According to the SEC's complaint, former company scientist Gene Shen had access to material nonpublic information concerning Pacific Biosciences of California, Inc.'s progress towards meeting product development milestones related to a new genetic sequencing platform. Achievement of the milestones entitled the company to significant payments under a product development agreement. Shen allegedly used this confidential information to illegally profit by purchasing shares in advance of three announcements concerning the achievement of those milestones. The SEC alleges that Shen's purchases took place during company blackout periods and in brokerage accounts that were not at the company's designated brokerage firm - both of which were expressly prohibited by the company's insider trading policy. The SEC's complaint also alleges that Shen shared material nonpublic information before the third announcement with a relative, with the intention that the relative trade and benefit from the trading. The relative purchased company shares one day before the announcement.

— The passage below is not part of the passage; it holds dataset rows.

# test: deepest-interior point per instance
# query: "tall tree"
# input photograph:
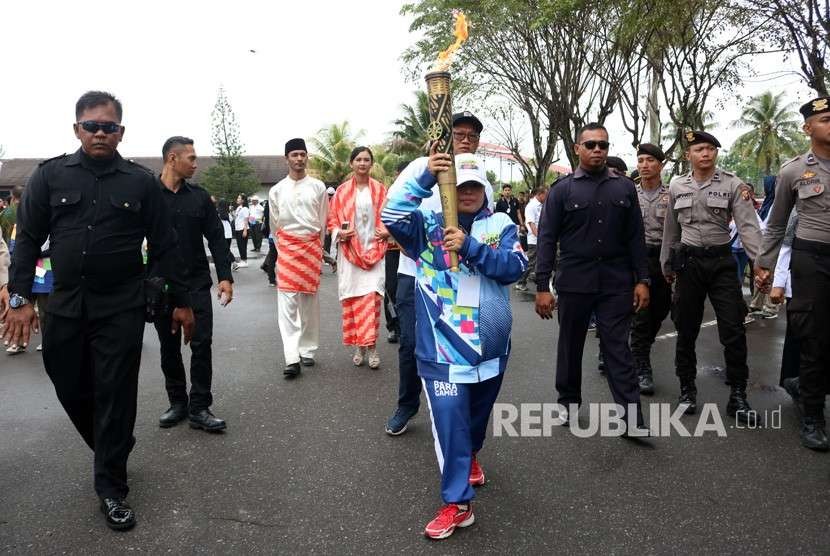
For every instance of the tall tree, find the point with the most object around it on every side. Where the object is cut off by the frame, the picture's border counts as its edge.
(231, 174)
(801, 27)
(410, 138)
(715, 41)
(774, 132)
(332, 146)
(543, 56)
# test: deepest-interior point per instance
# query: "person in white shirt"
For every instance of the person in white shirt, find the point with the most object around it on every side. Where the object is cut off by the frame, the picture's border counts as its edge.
(298, 208)
(782, 291)
(533, 211)
(355, 226)
(5, 262)
(240, 226)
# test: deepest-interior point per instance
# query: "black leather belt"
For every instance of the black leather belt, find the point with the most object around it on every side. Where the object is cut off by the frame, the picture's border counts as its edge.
(709, 251)
(817, 247)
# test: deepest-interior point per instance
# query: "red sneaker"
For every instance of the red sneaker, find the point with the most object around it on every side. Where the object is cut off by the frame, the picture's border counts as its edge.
(476, 473)
(448, 518)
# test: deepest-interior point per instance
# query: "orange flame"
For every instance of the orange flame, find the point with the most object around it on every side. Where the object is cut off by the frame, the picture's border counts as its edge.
(460, 33)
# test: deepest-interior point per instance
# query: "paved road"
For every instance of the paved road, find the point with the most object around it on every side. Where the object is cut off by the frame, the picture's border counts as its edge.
(306, 467)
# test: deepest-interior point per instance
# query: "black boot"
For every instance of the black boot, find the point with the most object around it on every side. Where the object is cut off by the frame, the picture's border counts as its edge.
(793, 388)
(738, 407)
(643, 367)
(175, 414)
(813, 433)
(688, 395)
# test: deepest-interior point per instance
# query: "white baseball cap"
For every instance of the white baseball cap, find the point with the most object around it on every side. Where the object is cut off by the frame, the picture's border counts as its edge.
(469, 168)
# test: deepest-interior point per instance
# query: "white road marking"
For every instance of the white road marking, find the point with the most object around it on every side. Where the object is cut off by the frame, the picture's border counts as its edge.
(674, 334)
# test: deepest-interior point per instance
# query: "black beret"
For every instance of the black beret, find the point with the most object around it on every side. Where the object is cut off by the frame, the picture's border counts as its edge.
(468, 117)
(651, 149)
(697, 137)
(296, 144)
(616, 163)
(815, 106)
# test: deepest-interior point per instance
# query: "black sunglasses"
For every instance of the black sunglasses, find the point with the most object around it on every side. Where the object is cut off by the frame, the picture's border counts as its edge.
(93, 127)
(591, 145)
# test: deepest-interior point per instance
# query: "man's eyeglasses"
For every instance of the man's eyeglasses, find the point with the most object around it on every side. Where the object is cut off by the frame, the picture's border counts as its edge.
(460, 136)
(591, 145)
(93, 127)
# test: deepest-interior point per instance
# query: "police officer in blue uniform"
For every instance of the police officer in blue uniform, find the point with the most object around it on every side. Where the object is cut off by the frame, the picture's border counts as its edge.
(696, 254)
(804, 183)
(593, 216)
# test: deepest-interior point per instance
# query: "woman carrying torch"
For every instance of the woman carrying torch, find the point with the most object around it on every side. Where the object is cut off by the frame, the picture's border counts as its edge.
(463, 319)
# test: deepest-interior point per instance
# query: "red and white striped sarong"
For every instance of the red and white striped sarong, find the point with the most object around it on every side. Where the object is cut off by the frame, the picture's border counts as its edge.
(361, 319)
(299, 262)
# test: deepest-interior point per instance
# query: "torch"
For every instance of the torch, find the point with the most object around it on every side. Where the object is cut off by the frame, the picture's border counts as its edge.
(440, 133)
(440, 126)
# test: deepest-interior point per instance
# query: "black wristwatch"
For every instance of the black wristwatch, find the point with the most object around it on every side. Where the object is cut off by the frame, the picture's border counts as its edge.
(17, 301)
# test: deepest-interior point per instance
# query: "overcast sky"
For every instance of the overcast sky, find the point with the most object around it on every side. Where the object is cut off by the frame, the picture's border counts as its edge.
(316, 62)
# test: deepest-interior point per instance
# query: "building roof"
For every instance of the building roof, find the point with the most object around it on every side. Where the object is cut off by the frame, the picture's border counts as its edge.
(269, 169)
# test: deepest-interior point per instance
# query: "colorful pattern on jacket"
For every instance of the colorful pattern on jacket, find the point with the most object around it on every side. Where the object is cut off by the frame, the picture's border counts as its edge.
(457, 343)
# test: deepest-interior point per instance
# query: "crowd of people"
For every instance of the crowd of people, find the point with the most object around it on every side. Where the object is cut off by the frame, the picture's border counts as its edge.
(619, 250)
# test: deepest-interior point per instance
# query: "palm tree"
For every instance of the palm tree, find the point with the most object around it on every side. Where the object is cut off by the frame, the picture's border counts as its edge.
(411, 136)
(332, 146)
(774, 132)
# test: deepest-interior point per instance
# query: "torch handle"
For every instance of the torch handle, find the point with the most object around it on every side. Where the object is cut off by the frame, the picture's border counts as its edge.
(440, 131)
(449, 206)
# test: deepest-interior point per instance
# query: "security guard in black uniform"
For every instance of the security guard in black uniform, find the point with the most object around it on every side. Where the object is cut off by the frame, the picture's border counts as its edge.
(594, 217)
(696, 250)
(96, 208)
(804, 182)
(654, 201)
(196, 220)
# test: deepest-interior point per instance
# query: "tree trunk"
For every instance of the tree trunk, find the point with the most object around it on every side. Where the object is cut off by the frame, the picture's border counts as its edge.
(654, 125)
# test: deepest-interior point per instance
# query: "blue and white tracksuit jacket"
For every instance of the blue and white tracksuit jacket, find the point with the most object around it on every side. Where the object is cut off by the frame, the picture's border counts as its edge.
(461, 351)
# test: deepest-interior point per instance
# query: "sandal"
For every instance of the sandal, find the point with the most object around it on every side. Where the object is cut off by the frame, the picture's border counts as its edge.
(374, 358)
(357, 358)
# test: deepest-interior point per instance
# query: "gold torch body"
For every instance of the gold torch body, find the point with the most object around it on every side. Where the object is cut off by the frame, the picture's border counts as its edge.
(440, 133)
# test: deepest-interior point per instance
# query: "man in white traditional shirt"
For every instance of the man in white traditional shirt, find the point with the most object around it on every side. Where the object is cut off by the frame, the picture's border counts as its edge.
(298, 208)
(533, 211)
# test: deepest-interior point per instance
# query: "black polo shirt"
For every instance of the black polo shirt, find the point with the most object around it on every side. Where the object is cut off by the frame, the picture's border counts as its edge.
(195, 218)
(509, 207)
(96, 215)
(595, 221)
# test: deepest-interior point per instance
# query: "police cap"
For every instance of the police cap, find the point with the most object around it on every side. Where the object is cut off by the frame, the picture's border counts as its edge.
(697, 137)
(467, 117)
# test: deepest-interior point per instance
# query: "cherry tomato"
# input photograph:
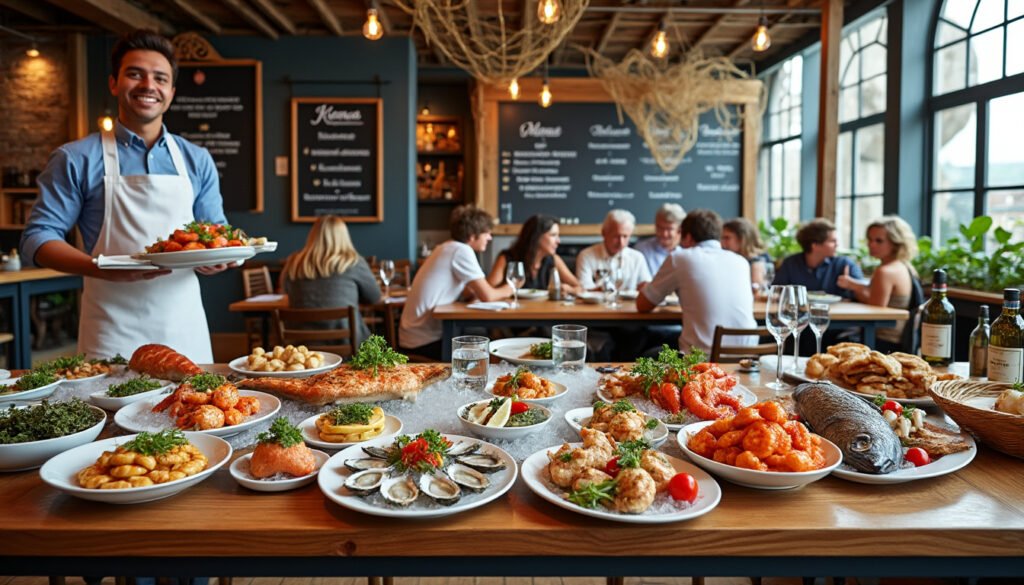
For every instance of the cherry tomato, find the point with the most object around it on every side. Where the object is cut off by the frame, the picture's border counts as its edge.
(683, 487)
(918, 456)
(893, 406)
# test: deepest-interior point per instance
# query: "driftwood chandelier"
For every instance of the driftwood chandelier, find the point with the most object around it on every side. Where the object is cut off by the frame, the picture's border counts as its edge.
(495, 50)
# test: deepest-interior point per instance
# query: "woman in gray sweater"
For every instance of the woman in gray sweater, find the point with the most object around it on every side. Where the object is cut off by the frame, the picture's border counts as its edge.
(329, 273)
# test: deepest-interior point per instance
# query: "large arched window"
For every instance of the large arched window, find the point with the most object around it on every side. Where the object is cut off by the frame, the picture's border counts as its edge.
(977, 109)
(778, 185)
(860, 164)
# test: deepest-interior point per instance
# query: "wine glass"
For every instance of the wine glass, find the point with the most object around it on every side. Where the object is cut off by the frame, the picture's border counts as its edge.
(515, 275)
(819, 321)
(778, 327)
(386, 269)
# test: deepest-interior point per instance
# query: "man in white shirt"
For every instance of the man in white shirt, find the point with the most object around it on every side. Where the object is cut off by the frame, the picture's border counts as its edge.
(613, 251)
(714, 285)
(666, 239)
(452, 268)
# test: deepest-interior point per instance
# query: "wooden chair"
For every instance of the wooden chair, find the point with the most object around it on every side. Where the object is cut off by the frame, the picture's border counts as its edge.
(337, 340)
(732, 353)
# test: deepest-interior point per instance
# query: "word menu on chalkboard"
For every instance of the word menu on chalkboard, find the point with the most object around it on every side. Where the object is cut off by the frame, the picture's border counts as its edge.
(576, 161)
(218, 106)
(336, 159)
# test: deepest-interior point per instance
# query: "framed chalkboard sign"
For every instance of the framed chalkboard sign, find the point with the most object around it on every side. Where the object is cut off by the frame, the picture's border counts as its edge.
(218, 105)
(336, 159)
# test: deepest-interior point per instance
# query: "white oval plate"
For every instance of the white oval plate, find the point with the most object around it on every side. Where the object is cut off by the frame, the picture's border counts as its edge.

The SEC's complaint, which was filed in the Northern District of California, charges Shen with violating Section 10(b) of the Securities Exchange Act of 1934, and Rule 10b-5 thereunder, and seeks a permanent injunction along with the return of allegedly ill-gotten gains plus interest and a penalty. Shen agreed to a settlement that is subject to court approval. Without admitting or denying the allegations, Shen agreed to pay a total of $88,192, consisting of disgorgement of $40,622 plus prejudgment interest of $4,228, and a penalty of $43,342. Shen also agreed to be enjoined from future securities law violations.
The SEC's investigation was conducted by Ian Dattner with the assistance of the Office of Market Intelligence, under the supervision of Lisa Deitch and Antonia Chion. The SEC appreciates the assistance of the Financial Industry Regulatory Authority.